The χ^2 statistic = 20.48.

In our 5X2 contingency table, the df = (5-1)X(2-1) = 4.

The following is the chi-square distribution with 4 df.

In the first plot, we see that when the χ^2 value = 9.49, the area to the right or the p-value = 0.05.

In our contingency table, the χ^2 value = 20.48 (plotted as a vertical line in the second plot), so the p-value is very much smaller than 0.05.

The p-value < 0.05, so it is a statistically significant result.

We reject the null hypothesis and conclude that there is a significant relationship between the different educational degrees and the response type in the persons surveyed.

This means that the proportions of response type are different across different educational degrees.

2. We follow the same steps above to calculate the expected table.

| Other | Black | White | Sum |

$25000 or more | 714.51932 | 1059.61575 | 5588.8649 | 7363 |

$20000 – 24999 | 124.50473 | 184.63765 | 973.8576 | 1283 |

$15000 – 19999 | 101.69988 | 150.81859 | 795.4815 | 1048 |

$10000 – 14999 | 113.34491 | 168.08790 | 886.5672 | 1168 |

$8000 to 9999 | 32.99424 | 48.92970 | 258.0761 | 340 |

$7000 to 7999 | 18.24387 | 27.05524 | 142.7009 | 188 |

$6000 to 6999 | 20.86400 | 30.94084 | 163.1952 | 215 |

$5000 to 5999 | 22.02851 | 32.66777 | 172.3037 | 227 |

$4000 to 4999 | 21.93146 | 32.52386 | 171.5447 | 226 |

$3000 to 3999 | 26.78356 | 39.71940 | 209.4970 | 276 |

$1000 to 2999 | 38.33154 | 56.84479 | 299.8237 | 395 |

Lt $1000 | 27.75398 | 41.15851 | 217.0875 | 286 |

Sum | 1263.00000 | 1873.00000 | 9879.0000 | 13015 |

We see that all expected values are larger than 5 so the chi-square test can be used.

Then, we follow the above steps to get the chi-square statistic.

The χ^2 statistic = 148.13.

In our 12X3 contingency table, the df = (12-1)X(3-1) = 22.

The following is the chi-square distribution with 22 df.

In the first plot, we see that when the χ^2 value = 33.92, the area to the right or the p-value = 0.05.

In our contingency table, the χ^2 value = 148.13 (plotted as a vertical line in the second plot), so the p-value is very much smaller than 0.05.

The p-value < 0.05, so it is a statistically significant result.

We reject the null hypothesis and conclude that there is a significant relationship between race and the reported income in the persons surveyed.

This means that the proportions of incomes are different across different races.

3. We see, from the plot, that when the χ^2 value = 3.84, the area to the right or the p-value = 0.05.

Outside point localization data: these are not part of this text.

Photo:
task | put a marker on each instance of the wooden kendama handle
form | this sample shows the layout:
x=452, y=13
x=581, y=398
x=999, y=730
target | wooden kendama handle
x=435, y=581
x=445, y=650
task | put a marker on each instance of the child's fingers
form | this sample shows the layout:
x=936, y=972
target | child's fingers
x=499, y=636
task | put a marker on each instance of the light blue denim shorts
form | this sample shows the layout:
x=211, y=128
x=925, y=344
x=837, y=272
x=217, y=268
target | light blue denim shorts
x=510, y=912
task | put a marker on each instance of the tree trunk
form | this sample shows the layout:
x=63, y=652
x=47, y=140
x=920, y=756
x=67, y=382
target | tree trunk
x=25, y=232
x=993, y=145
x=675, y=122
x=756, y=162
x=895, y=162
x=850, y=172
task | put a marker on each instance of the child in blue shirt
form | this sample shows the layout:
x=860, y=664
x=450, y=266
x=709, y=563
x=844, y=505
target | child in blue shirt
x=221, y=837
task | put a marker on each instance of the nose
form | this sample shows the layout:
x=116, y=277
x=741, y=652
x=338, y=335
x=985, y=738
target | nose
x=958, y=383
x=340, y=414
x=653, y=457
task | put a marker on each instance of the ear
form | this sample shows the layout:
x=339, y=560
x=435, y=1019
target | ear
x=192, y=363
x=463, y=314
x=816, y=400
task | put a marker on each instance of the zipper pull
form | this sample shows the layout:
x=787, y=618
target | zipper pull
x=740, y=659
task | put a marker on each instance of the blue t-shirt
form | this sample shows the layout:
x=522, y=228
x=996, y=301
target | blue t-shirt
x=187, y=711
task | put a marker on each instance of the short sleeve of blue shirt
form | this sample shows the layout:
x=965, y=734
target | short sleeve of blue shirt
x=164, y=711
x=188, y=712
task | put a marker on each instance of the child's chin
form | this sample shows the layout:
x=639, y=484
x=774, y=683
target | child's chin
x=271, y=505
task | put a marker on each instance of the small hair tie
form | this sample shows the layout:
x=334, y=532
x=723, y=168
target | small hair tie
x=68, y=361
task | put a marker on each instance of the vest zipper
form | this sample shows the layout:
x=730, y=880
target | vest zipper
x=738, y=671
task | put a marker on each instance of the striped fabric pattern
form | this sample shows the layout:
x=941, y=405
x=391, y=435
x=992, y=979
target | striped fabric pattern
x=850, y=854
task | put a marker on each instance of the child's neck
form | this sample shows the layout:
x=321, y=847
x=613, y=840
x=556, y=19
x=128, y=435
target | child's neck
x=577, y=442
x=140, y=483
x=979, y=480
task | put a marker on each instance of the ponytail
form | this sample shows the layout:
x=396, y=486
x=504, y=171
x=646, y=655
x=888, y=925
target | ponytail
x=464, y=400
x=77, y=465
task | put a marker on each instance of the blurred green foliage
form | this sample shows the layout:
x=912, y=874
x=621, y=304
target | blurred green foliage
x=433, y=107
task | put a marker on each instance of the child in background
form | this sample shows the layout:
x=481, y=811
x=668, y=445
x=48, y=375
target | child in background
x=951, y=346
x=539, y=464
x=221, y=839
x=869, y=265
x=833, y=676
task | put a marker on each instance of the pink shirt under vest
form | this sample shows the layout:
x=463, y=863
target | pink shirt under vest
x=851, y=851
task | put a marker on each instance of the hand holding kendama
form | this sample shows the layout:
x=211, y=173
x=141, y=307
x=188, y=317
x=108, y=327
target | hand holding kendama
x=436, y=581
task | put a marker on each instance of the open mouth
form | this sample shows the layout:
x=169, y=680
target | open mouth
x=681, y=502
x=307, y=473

In our contingency table, the χ^2 value = 5.1692, so the p-vale is smaller than 0.05.

The p-value < 0.05, so it is a statistically significant result.

We reject the null hypothesis and conclude that there is a significant relationship between gender and being promoted.

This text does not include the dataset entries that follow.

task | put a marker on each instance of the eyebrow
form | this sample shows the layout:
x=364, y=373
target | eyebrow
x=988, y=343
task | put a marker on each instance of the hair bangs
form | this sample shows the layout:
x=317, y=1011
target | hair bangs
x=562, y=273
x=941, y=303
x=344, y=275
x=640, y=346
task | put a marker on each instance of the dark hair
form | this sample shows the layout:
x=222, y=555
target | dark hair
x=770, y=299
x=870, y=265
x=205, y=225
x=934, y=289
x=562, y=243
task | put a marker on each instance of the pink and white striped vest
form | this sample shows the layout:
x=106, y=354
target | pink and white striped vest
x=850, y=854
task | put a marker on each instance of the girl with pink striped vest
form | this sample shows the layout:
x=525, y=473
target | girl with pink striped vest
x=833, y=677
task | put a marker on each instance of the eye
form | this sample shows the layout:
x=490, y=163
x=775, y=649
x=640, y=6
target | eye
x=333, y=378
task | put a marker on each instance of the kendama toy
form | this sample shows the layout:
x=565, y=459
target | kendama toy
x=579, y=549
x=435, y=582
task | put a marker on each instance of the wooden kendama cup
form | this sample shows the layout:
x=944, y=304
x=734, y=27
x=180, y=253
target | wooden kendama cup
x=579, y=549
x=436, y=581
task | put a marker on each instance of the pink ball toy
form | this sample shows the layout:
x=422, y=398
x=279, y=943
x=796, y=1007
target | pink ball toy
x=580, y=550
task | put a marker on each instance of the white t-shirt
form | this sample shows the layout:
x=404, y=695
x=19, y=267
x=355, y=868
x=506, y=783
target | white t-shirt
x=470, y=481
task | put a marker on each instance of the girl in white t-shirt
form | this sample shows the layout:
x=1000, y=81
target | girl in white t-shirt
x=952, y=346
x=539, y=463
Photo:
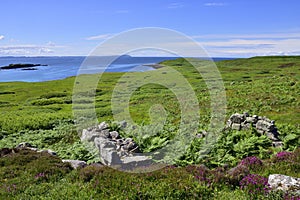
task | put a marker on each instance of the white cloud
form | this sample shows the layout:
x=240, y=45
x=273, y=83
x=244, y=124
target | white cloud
x=99, y=37
x=122, y=11
x=214, y=4
x=29, y=49
x=175, y=5
x=250, y=36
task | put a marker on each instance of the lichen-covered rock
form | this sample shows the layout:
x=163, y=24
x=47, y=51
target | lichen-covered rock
x=285, y=183
x=113, y=149
x=261, y=124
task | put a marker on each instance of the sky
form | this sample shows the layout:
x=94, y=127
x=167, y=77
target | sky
x=225, y=28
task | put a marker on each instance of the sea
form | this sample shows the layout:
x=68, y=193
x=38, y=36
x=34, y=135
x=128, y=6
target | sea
x=60, y=67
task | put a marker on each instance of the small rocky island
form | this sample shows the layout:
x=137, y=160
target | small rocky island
x=21, y=66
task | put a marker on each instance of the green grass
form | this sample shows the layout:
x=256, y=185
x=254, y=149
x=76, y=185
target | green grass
x=41, y=113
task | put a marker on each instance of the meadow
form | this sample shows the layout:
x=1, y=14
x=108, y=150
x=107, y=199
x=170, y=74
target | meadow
x=41, y=113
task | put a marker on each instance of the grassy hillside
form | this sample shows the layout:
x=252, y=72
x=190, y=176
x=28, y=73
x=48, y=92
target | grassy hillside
x=41, y=113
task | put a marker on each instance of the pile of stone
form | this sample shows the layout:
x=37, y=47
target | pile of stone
x=122, y=153
x=285, y=183
x=261, y=124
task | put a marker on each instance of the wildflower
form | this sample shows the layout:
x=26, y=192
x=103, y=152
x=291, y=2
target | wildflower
x=251, y=162
x=255, y=184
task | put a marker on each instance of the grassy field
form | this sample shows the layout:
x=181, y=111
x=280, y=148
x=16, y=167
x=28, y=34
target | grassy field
x=41, y=113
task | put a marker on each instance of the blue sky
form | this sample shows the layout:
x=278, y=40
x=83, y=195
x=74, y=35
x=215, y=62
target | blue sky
x=235, y=28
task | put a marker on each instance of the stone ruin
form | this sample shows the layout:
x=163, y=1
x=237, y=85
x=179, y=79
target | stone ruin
x=262, y=125
x=115, y=151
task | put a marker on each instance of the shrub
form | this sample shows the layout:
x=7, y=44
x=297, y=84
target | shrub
x=251, y=162
x=237, y=173
x=283, y=156
x=255, y=185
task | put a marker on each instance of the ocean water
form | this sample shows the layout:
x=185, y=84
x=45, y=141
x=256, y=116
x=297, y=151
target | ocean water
x=63, y=67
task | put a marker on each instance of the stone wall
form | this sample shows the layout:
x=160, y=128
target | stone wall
x=261, y=124
x=122, y=153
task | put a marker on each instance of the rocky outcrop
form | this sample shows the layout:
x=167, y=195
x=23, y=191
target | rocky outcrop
x=262, y=125
x=285, y=183
x=114, y=150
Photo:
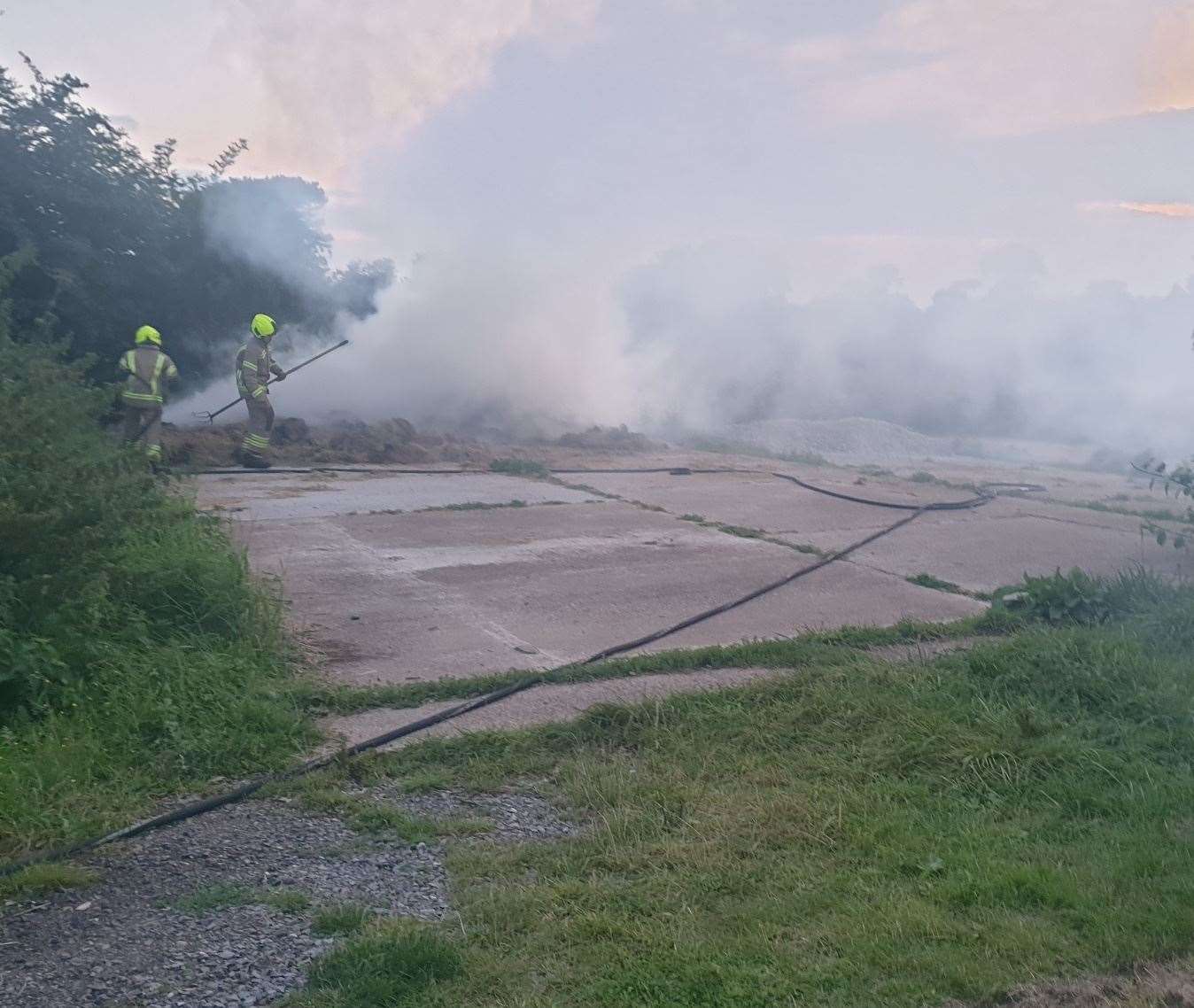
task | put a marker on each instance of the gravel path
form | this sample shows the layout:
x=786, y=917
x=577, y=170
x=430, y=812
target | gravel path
x=126, y=943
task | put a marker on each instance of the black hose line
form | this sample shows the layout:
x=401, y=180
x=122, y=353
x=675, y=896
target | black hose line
x=251, y=787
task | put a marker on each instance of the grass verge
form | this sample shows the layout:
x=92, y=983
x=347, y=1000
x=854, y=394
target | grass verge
x=826, y=647
x=392, y=964
x=855, y=835
x=137, y=655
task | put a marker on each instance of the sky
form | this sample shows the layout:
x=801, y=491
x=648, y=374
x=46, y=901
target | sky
x=586, y=196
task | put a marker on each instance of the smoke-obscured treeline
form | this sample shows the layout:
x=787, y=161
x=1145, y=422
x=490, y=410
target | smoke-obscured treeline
x=96, y=237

This means that the proportions of promotions are different across the 2 sexes.

4. We see, from the plot, that when the χ^2 value = 7.81, the area to the right or the p-value = 0.05.

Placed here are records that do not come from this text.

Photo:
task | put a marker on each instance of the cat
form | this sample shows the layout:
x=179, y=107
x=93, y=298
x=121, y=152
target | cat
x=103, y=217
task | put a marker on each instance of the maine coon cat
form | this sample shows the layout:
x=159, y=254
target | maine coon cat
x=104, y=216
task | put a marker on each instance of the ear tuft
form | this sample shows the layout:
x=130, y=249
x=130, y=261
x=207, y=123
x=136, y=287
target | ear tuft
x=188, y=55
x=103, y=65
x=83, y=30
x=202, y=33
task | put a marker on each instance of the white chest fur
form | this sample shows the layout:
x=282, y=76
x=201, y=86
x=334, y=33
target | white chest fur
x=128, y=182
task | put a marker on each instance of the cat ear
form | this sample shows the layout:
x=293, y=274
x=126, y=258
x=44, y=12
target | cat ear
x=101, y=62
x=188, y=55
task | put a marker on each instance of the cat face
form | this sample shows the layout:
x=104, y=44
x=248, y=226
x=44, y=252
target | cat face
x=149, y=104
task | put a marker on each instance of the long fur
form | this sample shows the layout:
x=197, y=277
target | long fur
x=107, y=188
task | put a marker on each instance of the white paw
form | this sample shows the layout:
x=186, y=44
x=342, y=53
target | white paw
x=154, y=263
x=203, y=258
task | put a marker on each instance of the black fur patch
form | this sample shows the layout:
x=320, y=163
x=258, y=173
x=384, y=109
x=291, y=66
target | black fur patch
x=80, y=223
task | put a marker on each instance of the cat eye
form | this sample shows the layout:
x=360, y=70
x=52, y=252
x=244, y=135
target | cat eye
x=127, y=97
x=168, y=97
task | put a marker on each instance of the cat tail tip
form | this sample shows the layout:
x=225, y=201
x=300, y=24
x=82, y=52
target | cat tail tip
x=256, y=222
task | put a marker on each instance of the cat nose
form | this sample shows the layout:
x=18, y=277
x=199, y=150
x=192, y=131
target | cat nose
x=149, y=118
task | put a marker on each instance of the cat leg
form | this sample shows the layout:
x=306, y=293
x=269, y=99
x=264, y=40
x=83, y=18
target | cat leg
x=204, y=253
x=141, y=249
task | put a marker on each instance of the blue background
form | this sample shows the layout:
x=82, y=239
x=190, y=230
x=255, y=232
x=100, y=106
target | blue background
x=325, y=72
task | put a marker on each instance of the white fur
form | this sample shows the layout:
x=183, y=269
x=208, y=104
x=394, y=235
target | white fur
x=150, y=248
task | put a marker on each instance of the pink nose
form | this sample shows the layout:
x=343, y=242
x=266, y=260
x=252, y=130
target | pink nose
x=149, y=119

In our contingency table, the χ^2 value = 17.534, so the p-vale is smaller than 0.05.

The p-value < 0.05, so it is a statistically significant result.

We reject the null hypothesis and conclude that there is a significant relationship between gender and the branch of the armed forces.

This means that the proportions of branches from the US armed forces are different across the 2 sexes.

5. We see, from the plot, that when the χ^2 value = 12.59, the area to the right or the p-value = 0.05.

In our contingency table, the χ^2 value = 30.051, so the p-value is smaller than 0.05.

The p-value < 0.05, so it is a statistically significant result.

We reject the null hypothesis and conclude that there is a significant relationship between race and the branch of the armed forces.

This means that the proportions of branches are different across the different races.